Quotes
This novel by Ira Levin, published in 1976 and adapted for a feature film in 1978, was a major best seller building on the author's previous successes with Rosemary's Baby and The Stepford Wives. Levin would explore issues of contemporary significance (such as the occult, feminism, or robotics, as exemplified in these stories) and push them to slightly more extreme conclusions. In The Boys from Brazil, the nascent (at the time) technology of cloning was applied to the question of whether it might be possible or desirable to create a new living version of Adolph Hitler.
The novel doesn't delve too deeply into the philosophy of the Nazi regime, instead relying on the reader's own understanding of world history to fill in the gaps and to understand that such a story—that posits an intentional reinvention of one of the twentieth century's most notorious figures of evil—must surely be a horror story. The scientific basis for the story also invokes the term science fiction to describe this novel. Levin was more interested in the human impact of this science, however, than explaining the details of how it worked. In one scene, one of the "boys," who is cloned and raised to possibly step into Hitler's legacy, asks a Nazi hunter and Holocaust scholar (Liebermann) about the plot:
“Do you kill the Nazis when you catch them?” the boy asked.
“No,” Liebermann said.
“Why not?”
“It’s against the law. Besides, it’s better to put them on trial.

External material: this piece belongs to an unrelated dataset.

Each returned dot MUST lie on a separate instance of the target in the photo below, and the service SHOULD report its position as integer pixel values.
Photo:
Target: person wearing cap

That way more people learn about them.”
“Learn what?” The boy looked skeptical.
“Who they were, what they did.”
This exchange suggests that the notion that one can learn from history, so as not to repeat it, is not a sufficient criterion for those would want to replace the evil of the Third Reich. In fact, their "lesson" from history is that their failure to bring the Nazis to total world domination can be rectified by a careful application of science. This of course echoes the chilling use of "experiments" on human subjects in the concentration camps during WWII.

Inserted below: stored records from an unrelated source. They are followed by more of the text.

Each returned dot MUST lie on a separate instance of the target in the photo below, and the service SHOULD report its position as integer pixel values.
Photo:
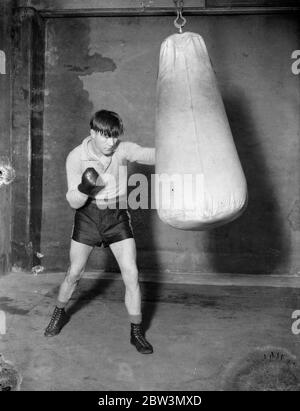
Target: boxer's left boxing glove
(88, 184)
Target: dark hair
(107, 122)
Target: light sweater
(112, 171)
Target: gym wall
(5, 122)
(111, 62)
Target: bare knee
(130, 277)
(74, 273)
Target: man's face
(102, 144)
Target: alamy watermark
(296, 323)
(296, 64)
(164, 191)
(2, 323)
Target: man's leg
(125, 254)
(79, 254)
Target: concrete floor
(205, 336)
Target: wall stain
(95, 63)
(6, 305)
(294, 216)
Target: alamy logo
(296, 324)
(2, 323)
(296, 65)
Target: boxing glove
(88, 184)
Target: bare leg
(79, 254)
(125, 254)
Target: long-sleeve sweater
(112, 171)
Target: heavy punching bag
(199, 181)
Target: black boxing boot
(58, 320)
(137, 338)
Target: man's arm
(142, 155)
(75, 198)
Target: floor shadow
(257, 242)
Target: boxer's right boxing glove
(88, 183)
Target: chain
(180, 21)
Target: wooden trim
(28, 42)
(57, 13)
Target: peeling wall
(112, 63)
(5, 46)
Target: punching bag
(199, 181)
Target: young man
(97, 189)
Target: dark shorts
(94, 226)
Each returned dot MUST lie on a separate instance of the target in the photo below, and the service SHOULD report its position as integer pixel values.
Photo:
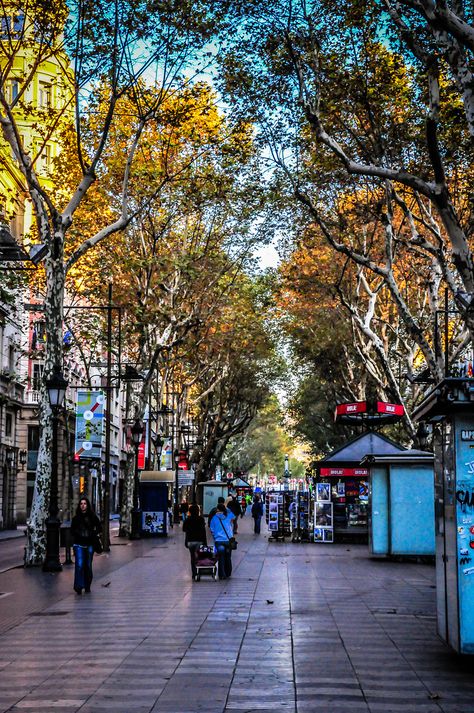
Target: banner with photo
(89, 424)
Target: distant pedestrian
(183, 509)
(234, 506)
(212, 512)
(195, 529)
(257, 514)
(85, 527)
(222, 532)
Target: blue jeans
(224, 560)
(83, 556)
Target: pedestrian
(221, 501)
(85, 528)
(195, 529)
(222, 532)
(257, 514)
(183, 509)
(234, 506)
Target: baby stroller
(205, 561)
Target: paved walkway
(297, 628)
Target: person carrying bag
(223, 534)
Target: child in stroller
(205, 560)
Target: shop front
(341, 489)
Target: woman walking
(195, 529)
(85, 528)
(222, 532)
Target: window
(46, 157)
(11, 359)
(8, 425)
(38, 335)
(11, 26)
(13, 90)
(44, 94)
(38, 370)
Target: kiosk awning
(157, 476)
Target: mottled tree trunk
(54, 302)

One could also call this an example of speculative fiction: a story that depicts a plausible outcome based upon a continued expansion of current social conditions. At one point, Liebermann discusses what is needed in order to revive the Nazi ideology in the modern world. "Two factors are necessary for a resurgence of Nazism; a worsening of social conditions and the emergence of a Hitler-like leader."
In 1976, however, the emergence of white supremacist groups informed by Nazi propaganda was not yet widely known about. These words have a far more chilling impact today, given the spread of white supremacist ideology throughout the United States and Europe. The recent death of Lyndon Larouche, a former leader of the Ku Klux Klan, who tried many times (unsuccessfully) to run for president, reminds us that such ideology is no longer the stuff of speculative fiction.

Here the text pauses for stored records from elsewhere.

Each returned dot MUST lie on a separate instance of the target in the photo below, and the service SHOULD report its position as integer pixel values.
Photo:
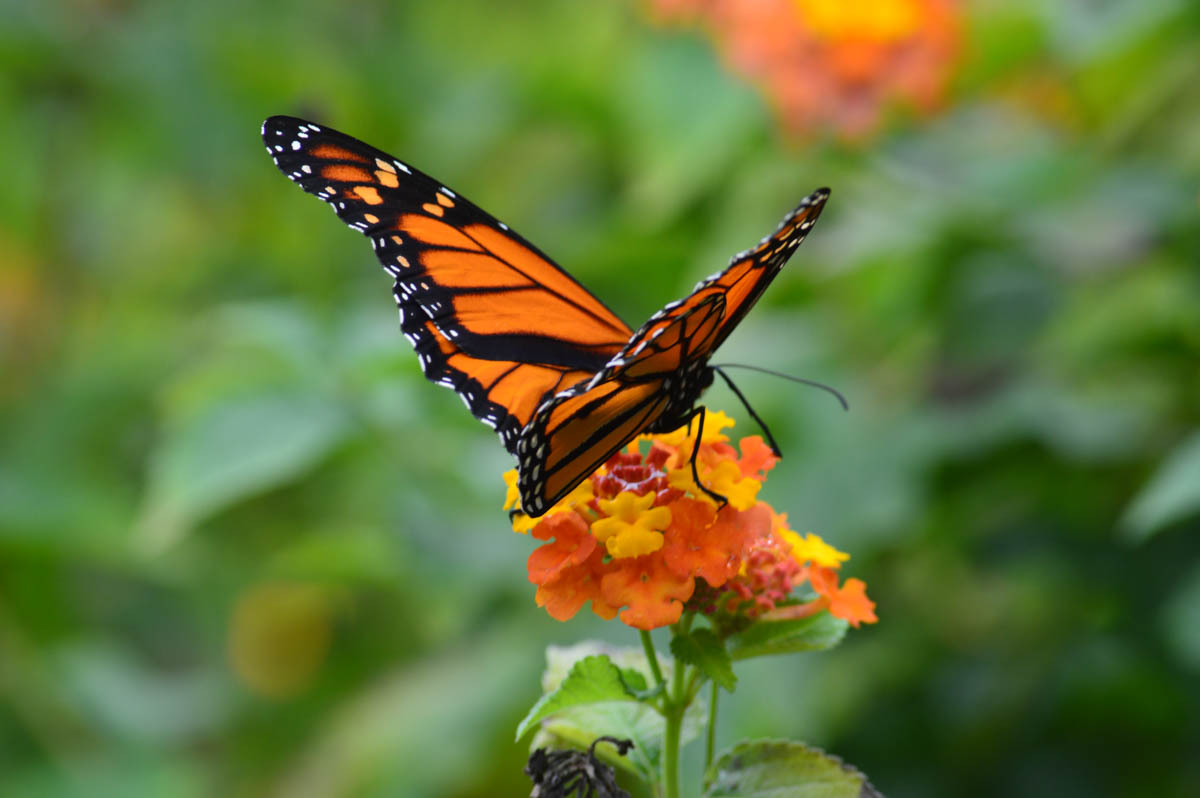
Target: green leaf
(593, 679)
(784, 769)
(706, 651)
(813, 634)
(1171, 495)
(231, 451)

Liebermann expands on his remarks further on:
I say in my talks it takes two things to make it happen again, a new Hitler and social conditions like in the thirties. But that's not true. It takes three things: the Hitler, the conditions, and the people to follow the Hitler.
This suggests that creating the conditions of the potential rise of a "Fourth Reich" is made possible only if there is already a predisposition to follow a leader who espouses an agenda based on racism, bigotry, and domination. Certainly one can see parallels between this novel and the current situation in the United States, given issues surrounding immigration and political asylum sought by immigrants.